Drakon passa la main dans ses cheveux et détourna les yeux. « Je n’ai encore rien décidé. Je vous l’ai dit. Il y a eu des complications… »

Quoi qu’il s’apprêtât à dire, une alarme à haute priorité lui coupa la parole. Iceni tapa sur ACCEPTER en espérant que son tressaillement de surprise avait échappé au général. « Quoi ? » aboya-t-elle. L’image de son assistant personnel, garde du corps et spadassin Mehmet Togo venait d’apparaître devant son bureau.

« Un vaisseau vient d’émerger du portail de l’hypernet… » Tant la voix que le visage de Togo restaient aussi placides que si rien ne pouvait l’affecter ni l’agacer.

« Un vaisseau ? En quoi est-ce si urgent ?

— Un vaisseau syndic. »

Un frisson parcourut Iceni, aussi intense que sa récente flambée de colère contre Drakon et Morgan. « Un seul ? Les Syndics auraient-ils envoyé cette fois un seul cuirassé pour nous attaquer, sans escorteurs ?

— Il s’agit d’un vaisseau estafette, reprit Togo. Il nous informe qu’il a un passager, le CECH Jason Boyens. Il se dirige vers notre planète. Bien qu’il s’identifie officiellement sous pavillon syndic, il affirme opérer indépendamment.

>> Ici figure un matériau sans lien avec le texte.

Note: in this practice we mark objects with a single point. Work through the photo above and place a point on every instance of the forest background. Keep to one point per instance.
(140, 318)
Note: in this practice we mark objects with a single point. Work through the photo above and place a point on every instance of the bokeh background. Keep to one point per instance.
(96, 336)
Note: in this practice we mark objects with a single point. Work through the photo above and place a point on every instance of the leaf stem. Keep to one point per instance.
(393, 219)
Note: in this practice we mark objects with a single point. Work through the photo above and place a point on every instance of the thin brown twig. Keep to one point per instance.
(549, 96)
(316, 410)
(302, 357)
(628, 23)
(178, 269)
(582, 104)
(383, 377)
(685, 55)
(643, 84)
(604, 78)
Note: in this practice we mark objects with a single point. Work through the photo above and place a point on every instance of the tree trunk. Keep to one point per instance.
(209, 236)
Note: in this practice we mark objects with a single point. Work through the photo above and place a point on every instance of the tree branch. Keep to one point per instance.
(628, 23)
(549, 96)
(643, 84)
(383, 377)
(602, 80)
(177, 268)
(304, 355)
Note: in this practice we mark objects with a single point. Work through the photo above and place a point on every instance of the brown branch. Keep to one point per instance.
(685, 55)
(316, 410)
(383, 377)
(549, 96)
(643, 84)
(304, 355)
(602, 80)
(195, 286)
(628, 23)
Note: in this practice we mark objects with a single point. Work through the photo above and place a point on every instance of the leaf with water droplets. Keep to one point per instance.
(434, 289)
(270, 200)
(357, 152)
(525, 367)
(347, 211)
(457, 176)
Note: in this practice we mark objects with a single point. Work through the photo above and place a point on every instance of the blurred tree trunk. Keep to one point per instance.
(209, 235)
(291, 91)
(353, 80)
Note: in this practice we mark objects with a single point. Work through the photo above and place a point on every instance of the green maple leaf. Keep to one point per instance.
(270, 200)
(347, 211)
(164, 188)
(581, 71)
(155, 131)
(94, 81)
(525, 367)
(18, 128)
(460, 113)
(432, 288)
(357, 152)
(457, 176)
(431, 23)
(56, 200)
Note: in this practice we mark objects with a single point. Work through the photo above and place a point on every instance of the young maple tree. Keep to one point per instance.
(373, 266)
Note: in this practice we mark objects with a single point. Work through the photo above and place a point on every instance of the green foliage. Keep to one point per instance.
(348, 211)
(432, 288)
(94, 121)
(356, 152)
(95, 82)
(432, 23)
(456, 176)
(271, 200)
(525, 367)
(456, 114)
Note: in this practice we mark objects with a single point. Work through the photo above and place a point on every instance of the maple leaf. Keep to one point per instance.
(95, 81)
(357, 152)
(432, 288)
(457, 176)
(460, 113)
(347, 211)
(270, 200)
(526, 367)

— Boyens ? Seul ? » Iceni se tourna vers Drakon, qui fronçait de nouveau les sourcils.

« Que diable veut-il ? » grogna le général. Tous deux le connaissaient depuis ses longues années de service dans l’ancienne flottille de réserve, mais, après avoir contacté le Syndicat sous le prétexte de négocier l’arrêt des hostilités, il était revenu à Midway à la tête d’une flottille chargée de réinvestir le système. L’assistance apportée – à point nommé – à Midway par la flotte de l’Alliance commandée par Black Jack l’avait contraint à fuir cette fois-là, mais il revenait maintenant sans vaisseau de guerre.

« En tout cas, il se place entre nos mains. » Iceni se renversa dans son siège, écarta sa colère contre Drakon et Morgan et permit à la soudaine réapparition de Boyens de s’immiscer dans les tortueuses ornières que son expérience du système syndic avait gravées dans son esprit.

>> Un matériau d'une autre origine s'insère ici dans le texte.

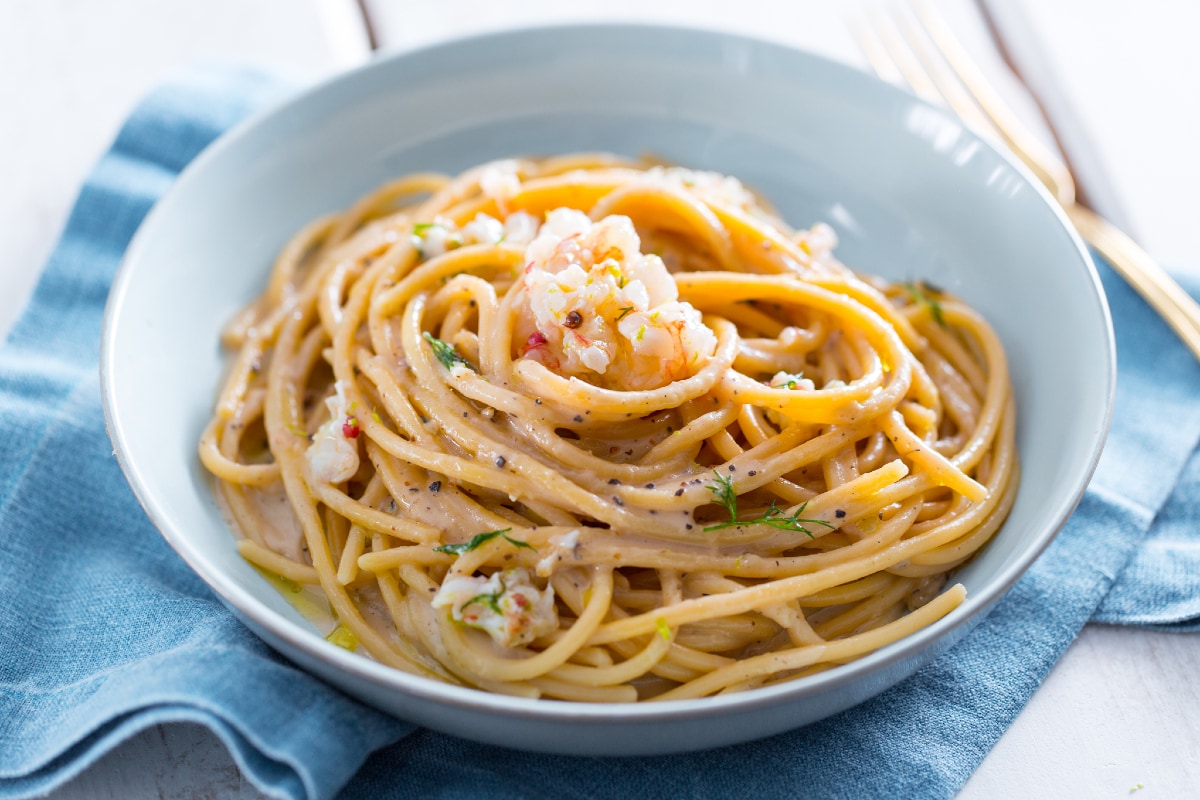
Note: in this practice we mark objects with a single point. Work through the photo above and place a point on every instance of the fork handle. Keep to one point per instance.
(1143, 272)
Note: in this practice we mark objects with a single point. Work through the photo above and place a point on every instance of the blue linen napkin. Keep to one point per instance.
(105, 631)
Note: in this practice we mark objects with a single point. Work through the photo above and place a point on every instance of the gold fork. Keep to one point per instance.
(923, 52)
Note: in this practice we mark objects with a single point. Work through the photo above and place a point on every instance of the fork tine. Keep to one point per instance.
(1044, 163)
(942, 76)
(889, 59)
(910, 58)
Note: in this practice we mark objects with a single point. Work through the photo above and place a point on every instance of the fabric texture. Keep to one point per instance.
(105, 631)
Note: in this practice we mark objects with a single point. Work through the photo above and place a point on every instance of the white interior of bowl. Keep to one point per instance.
(910, 191)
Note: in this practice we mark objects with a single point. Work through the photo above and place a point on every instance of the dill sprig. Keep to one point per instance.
(445, 353)
(479, 540)
(723, 489)
(922, 294)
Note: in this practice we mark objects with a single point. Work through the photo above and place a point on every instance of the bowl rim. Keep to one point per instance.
(246, 606)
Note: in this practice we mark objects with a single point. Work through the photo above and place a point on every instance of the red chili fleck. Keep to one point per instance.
(535, 341)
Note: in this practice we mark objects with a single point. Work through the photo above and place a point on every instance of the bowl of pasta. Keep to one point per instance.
(607, 404)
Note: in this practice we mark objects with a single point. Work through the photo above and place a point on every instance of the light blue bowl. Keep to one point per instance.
(910, 191)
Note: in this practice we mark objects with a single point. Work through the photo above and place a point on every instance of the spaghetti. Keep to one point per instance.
(593, 429)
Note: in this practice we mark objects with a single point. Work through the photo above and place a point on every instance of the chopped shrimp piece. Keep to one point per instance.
(334, 452)
(507, 606)
(597, 307)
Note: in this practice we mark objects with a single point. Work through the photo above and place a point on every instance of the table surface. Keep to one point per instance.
(1119, 714)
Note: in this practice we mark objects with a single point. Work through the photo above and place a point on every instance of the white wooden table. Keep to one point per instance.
(1119, 715)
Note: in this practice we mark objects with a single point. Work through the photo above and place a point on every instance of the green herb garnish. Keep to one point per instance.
(723, 488)
(774, 516)
(921, 294)
(478, 540)
(343, 637)
(445, 353)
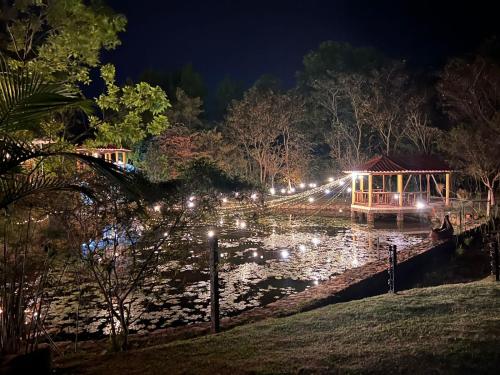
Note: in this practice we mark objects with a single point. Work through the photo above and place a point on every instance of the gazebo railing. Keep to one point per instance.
(387, 198)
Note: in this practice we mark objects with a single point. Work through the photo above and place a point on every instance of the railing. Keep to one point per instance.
(386, 198)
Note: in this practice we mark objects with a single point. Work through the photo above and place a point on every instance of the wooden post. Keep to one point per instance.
(393, 262)
(400, 189)
(370, 189)
(353, 189)
(428, 187)
(447, 192)
(214, 284)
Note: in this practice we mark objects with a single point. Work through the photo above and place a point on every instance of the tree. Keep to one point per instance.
(470, 95)
(264, 126)
(185, 111)
(385, 105)
(129, 114)
(340, 102)
(186, 78)
(418, 130)
(267, 82)
(227, 90)
(61, 39)
(25, 101)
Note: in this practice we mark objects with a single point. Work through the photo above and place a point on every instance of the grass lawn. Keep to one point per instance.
(444, 329)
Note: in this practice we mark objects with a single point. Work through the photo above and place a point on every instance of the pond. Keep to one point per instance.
(262, 259)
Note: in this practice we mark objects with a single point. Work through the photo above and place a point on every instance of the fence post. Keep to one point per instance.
(393, 262)
(213, 245)
(495, 267)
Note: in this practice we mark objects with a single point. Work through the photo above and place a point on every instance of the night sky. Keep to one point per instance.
(246, 39)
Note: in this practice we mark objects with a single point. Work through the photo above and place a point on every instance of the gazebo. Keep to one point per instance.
(399, 185)
(112, 154)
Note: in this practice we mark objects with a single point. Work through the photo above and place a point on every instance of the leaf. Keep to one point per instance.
(25, 99)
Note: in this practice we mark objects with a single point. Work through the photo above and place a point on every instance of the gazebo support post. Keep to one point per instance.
(400, 189)
(353, 190)
(447, 191)
(370, 189)
(428, 187)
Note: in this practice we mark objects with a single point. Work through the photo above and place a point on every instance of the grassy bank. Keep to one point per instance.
(445, 329)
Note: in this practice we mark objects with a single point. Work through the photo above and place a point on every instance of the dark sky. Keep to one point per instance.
(248, 38)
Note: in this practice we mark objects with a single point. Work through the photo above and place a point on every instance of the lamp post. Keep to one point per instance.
(213, 245)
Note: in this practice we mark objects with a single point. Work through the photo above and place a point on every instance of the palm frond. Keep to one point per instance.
(20, 186)
(26, 98)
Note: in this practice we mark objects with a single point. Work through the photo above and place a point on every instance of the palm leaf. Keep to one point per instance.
(20, 186)
(26, 98)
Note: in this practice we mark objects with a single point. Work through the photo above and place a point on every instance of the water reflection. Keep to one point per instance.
(261, 261)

« Vous comptez l’éliminer ? s’enquit Drakon.

— Et vous ? »

Le général eut un sourire féroce. « Pas dans l’immédiat.

— Entendu. Voyons d’abord ce qu’il veut nous dire. » Iceni ne tenait pas à approfondir davantage, pour l’instant, la question de la trahison de Morgan, du moins n’éleva-t-elle aucune objection au départ précipité de Drakon, qui allait se livrer à ses propres préparatifs pour accueillir Boyens et les nouvelles qu’il apportait.

Cinq minutes après le retour du général dans son QG, Iceni lui relayait le message de Boyens qu’elle venait tout juste de recevoir.

Le colonel Bran Malin entreprit de quitter à reculons le bureau particulier de Drakon. « Je vous laisse discuter de cette affaire avec la présidente, mon général.

— Restez.

— Mon général, je suis pleinement conscient que la confiance que vous me portez a été rudement éprouvée et que je ne peux donc pas espérer avoir accès aux informations critiques tant que vous n’aurez pas dissipé vos inquiétudes à mon égard.

— S’il s’agit que je vous tienne davantage à l’œil dans les jours qui viennent, vous avez entièrement raison, déclara Drakon. Mais les récentes révélations vous concernant, Morgan et vous, n’affectent en rien la valeur que j’accorde à votre opinion et votre intuition. Voyons ensemble ce que Boyens a à nous dire. »

Malin lui-même ne put dissimuler un sourire fugace à ces mots. « Oui, mon général. Vous ne le regretterez pas », se contenta-t-il de répondre.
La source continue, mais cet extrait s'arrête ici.